Karena pidato-pidato, tulisan-tulisan serta kegiatan-kegiatan perlawanannya
itulah maka pemerintah mengawasinya.
Setelah menginjak usia
23 tahun (1956), Syariati masuk Fakultas Sastra Universitas Masyhad. Ketika itu
Syariati juga terlibat dalam gerakan politik dengan menggabungkan dirinya
bersama kelompok pro-Mushaddiq, oposisi rezim penguasa, serta dibawah Gerakan
Perlawanan Nasional atau NRM (Nasional Revolution Movement) cabang Masyhad, ia
melancarkan gerakan oposisinya melawan rezim pro-Amerika dan Barat.

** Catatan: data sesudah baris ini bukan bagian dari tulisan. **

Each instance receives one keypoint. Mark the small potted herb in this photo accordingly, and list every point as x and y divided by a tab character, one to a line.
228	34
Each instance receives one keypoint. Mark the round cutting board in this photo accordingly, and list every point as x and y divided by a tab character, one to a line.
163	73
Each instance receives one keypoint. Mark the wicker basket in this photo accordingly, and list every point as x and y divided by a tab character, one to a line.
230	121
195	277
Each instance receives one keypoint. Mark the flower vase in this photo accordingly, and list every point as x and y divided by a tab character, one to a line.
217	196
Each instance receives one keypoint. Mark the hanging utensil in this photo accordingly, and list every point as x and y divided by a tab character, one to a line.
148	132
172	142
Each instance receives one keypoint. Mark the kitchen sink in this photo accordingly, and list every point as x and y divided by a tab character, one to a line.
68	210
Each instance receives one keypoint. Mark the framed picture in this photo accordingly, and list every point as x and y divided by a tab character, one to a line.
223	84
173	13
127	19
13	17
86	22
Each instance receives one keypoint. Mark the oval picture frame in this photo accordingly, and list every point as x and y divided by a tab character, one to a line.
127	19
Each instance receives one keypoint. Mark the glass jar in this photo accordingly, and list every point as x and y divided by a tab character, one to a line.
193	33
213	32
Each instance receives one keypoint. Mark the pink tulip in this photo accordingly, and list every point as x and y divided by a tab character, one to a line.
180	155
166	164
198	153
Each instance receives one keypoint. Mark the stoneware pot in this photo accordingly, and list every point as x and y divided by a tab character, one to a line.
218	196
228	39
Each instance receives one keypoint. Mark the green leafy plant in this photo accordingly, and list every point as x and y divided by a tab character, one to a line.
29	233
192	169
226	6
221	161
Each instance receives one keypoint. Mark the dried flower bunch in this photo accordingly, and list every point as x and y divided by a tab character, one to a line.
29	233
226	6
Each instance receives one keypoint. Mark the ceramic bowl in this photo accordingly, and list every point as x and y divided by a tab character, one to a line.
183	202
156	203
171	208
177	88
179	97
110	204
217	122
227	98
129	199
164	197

Ia pun
aktif dalam gerakan rakyat dan nasionalis untuk nasionalisasi industri minyak
Iran. Akibat aktivitas politiknya tersebut akhirnya menggiring Syariati ke
penjara selama 8 bulan. Di usia ke-25 tahun, tepatnya pada tanggal 15 Juli 1958,
Syariati menikahi seorang putri dari Haji Ali Akbar bernama Pouran-e Syariati
Razavi. Kebahagiaannya bersama istri kemudian bertambah dengan keberhasilan
Syariati meraih gelar Sarjana, lima bulan setelah pernikahannya.
HIJRAH KE PARIS
Setelah lulus dari Universitas
Masyhad, Syariati meraih beasiswa untuk belajar ke Paris. Di negeri inilah
Syariati merasakan kesempatan terbuka begitu besar membebaskan diri dari
incaran dan ancaman penguasa Iran. Di tempat ini pula Syariati selama lima
tahun menimba beragam ilmu pengetahuan dan terlibat dalam berbagai gerakan.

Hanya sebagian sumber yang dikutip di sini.